In generale la risposta è no, io fui fortunato nel farmi degli amici molto buoni con Sensei Yoshimasa Takahashi che era sempai (NdT: studente più anziano) di Sensei Tanaka (da non confondere con Shinsuke Takahashi, il Maestro giapponese responsabile in Australia). Lui mi trattò benissimo e mi presentò a Sensei Tanaka che sarebbe poi diventato un grande amico. Questi due Maestri per me fecero la differenza all’ Honbu nei primi giorni. Ma la sensazione che i ‘Gaijin’ (NdT: gli stranieri, non giapponesi) fossero membri di seconda classe era molto ovvio a quel tempo dall’atteggiamento sprezzante di molti sensei JKA di alto grado. Oggigiorno, con così tante suddivisioni nelle organizzazioni, gli occidentali sono trattati meglio. Ho l’impressione che il KWF di tutte le principali organizzazioni di stile-JKA è la meno dominate dai giapponesi e gli occidentali ricevono un miglior trattamento e riconoscimento rispetto alle altre organizzazioni. Per quanto ne so la JSKA può avere una mentalità simile verso gli occidentali a quella diKWF.
11. Con chi ti sei allenato al corso Kenshusei (NdT: corso istruttori JKA) quando sei stato in Giappone?
Il ‘Who’s Who’ del karate JKA. Negli anni ’70 e ’80 Maestri come Ueki, Oichi, Tanaka, Tabata, Abe guidavano I giovani istruttori della mia età quali Yahara, Mori e Kasuya. Ogni volta ache andavo là, c’era un nuovo gruppo di giovanotti come Omura, Imura, Kagawa, che oggi sono loro stessi importanti Maetri nelle più importanti organizzazioni di stile-JKA che sono sorte.
12. Cosa ti spinto a ritornare in Giappone ogni anno ?

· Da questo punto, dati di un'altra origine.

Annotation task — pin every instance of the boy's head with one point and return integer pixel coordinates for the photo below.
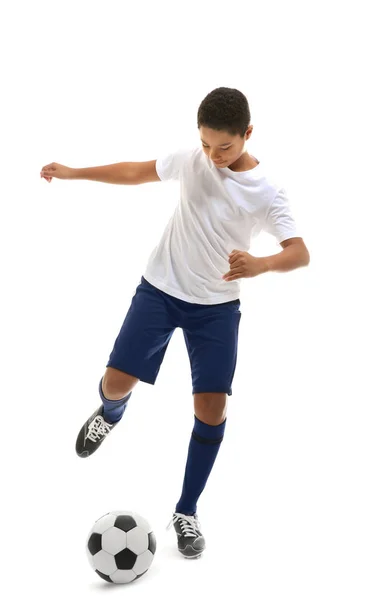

A rischio di sembrare masochista mi accorsi che sono accorto che il trattamento fisico crudele che ho ricevuto all’ Honbu dojo era quello che mi avrebbe fatto crescere in quel tipo di karateka che desideravo essere. L’ambiente dove ci si allena all’Honbu era così motivante. Mi sembrava di essere nel cuore e nello spirito del karate. La bellezza della cultura giapponese era anche un fattore stimolante che mi spingeva a ritornare.
13. Chi ha avuto nel karate la maggior influenza su di te, sia personale sia per il karate?
Più di tutti Sensei Tanaka. Lui è stato il mio mentore per 19 anni. Sensei Nakayama Sensei e Sensei Nishiyama hanno avuto una grande influenza su di me. IN Sud Africa naturalmente c’era Stan Schmidt che mi mise sulla corretta via circa 40 anni fa e continuo a farlo per molti anni. 14. Ho visto una tua foto presa durante un allenamento privato di kumite con Sensei . Ci puoi dire com’era poter allernarsi così intensamente, uno contro uno, con questo grande maestro?

L’emozione iniziale è di paura temperata dall’orgoglio per essere così privilegiato nell’avere questa attenzione focalizzata su di me. Ma sapevo che se mi mostravo debole questo sarebbe sembrato un segno di mancanza di rispetto e mancanza di apprezzamento. Lui si aspettava che io combattessi con tutto ciò che avevo. Io sicuramente lo feci, e questo deve essergli piaciuto perché ripeté questo uno contro uno molte volte. Ho imparato moltissimo da lui, non solo tecnicamente e strategicamente, ma anche sullo spirito del combattimento. Una volta a Copenhagen uscimmo dal dojo dopo 45 minuti di kumite non-stop a porte chiuse e dovemmo discendere il passaggio che porta dal dojo agli spogliatoi. Il passaggio era pieno di studenti che aspettavano il loro corso. Sia Sensei Tanaka che io avevamo tantissimo sangue sui nostri Karate-gi. Gli studenti ebbero uno shock quando uscimmo. Io ero ferito dappertutto e sono sicuro che lo era anche lui.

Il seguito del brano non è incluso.